5.A committee set up to formulate three types of standard contracts. So far, contracts with screenwriters and lyricists had been totally one-sided in favour of the producer. So the Film Writers’ Association drafted one for film writers, one for television writers and one for lyricists. We sent the proposed drafts of these Minimum Basic Contracts to producers and broadcaster five years ago and we are still waiting for a mere acknowledgement that they have received them. I have sent at least 50 reminders, but have received no response. Meanwhile, producer-director Vipul A Shah has gone ahead and complained to the Competition Commission of India against the trade union associations of 20 crafts (he has conveniently exempted his own association, IFTDA, and Mahila Kalakar Sangh, being an association of women junior artists, from the list) and the Federation of Western India Cine Employees and All India Film Employees Confederation, that the MoU that producers associations on behalf of producers and the Federation of Western India Cine Employees on behalf of its affiliated 22 craft associations had been signing for the last 60 years is anti-competitive. So right now there is no MoU in existence, which used to lay down the rules and regulations for the working conditions between producers and workers and technicians of the film and TV industry. As a result, producers now often pay whatever they want to and whenever they want to and shoot as long as they want to beyond the time limit allowed in earlier MoUs. The Federation of Western India Cine Employees gets dozens of complaints against producers.
6.Formation of a Dispute Settlement Committee to settle disputes between writers and producers, writers and directors and also between writers. Right now, due to a heavy rush of complaints, the Film Writers’ Association has two teams of Dispute Settlement Committees. On average, we get about four to five complaints a week. This is the volume of injustice and exploitation against screenwriters and lyricists, who are often denied their legitimate remuneration and credit. Violation of their copyright has become quite common in the television industry. But at the same time, when we find our own member guilty, we never fail to take action against him/her.

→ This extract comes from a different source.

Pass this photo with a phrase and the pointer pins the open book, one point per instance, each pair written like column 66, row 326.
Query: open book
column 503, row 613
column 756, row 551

6.Formation of a Welfare Committee to offer medical help to members, pensions to writers who are too old to work, educational funds to members’ children. Currently, 20 per cent of the annual revenue that the Film Writers’ Association makes in membership fees (the lowest among all associations) from new members and renewal fees from old members goes into welfare of its members, including about 21 members who get a monthly pension.

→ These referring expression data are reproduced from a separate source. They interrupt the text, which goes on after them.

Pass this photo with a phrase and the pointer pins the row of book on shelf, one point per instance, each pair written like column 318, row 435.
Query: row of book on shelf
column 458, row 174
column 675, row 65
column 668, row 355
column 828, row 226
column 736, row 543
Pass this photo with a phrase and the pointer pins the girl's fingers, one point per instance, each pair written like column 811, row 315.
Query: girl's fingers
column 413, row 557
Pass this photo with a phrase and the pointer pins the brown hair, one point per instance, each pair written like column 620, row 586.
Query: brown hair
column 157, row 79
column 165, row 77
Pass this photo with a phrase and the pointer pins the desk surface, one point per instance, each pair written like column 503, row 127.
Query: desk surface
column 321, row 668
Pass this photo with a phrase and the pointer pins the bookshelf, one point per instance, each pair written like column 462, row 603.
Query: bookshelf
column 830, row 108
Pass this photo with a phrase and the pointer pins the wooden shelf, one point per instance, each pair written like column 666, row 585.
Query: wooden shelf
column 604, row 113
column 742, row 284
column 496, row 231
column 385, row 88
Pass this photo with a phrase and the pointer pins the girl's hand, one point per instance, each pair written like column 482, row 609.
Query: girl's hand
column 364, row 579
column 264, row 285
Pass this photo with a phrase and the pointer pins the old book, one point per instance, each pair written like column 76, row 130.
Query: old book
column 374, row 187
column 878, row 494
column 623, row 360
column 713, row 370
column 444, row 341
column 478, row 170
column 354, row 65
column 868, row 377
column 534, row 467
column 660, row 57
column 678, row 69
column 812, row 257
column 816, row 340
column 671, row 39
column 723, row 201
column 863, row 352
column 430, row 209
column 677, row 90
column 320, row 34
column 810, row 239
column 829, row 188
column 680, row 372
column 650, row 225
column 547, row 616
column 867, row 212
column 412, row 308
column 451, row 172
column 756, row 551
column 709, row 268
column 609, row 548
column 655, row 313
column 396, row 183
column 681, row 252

1.Parivarik Sahaeta Kosh (Family Welfare Fund)
2.Hrishikesh Mukherjee Educational Fund for Bedi Rahi Scholarships (Education Fund)
3.Emergency Relief Fund (Medical Assistance)
5.To help members hone their craft, the Film Writers’ Association regularly organises seminars and screenwriting workshops. A workshop for lyricists is also on the agenda. It also participated in the pitch-fest organised by FICCI last year, to offer its members a chance to pitch their ideas, stories and scripts to over 40 film and television producers and broadcasters. It plans to organise a pitch-fest of its own and is working towards this.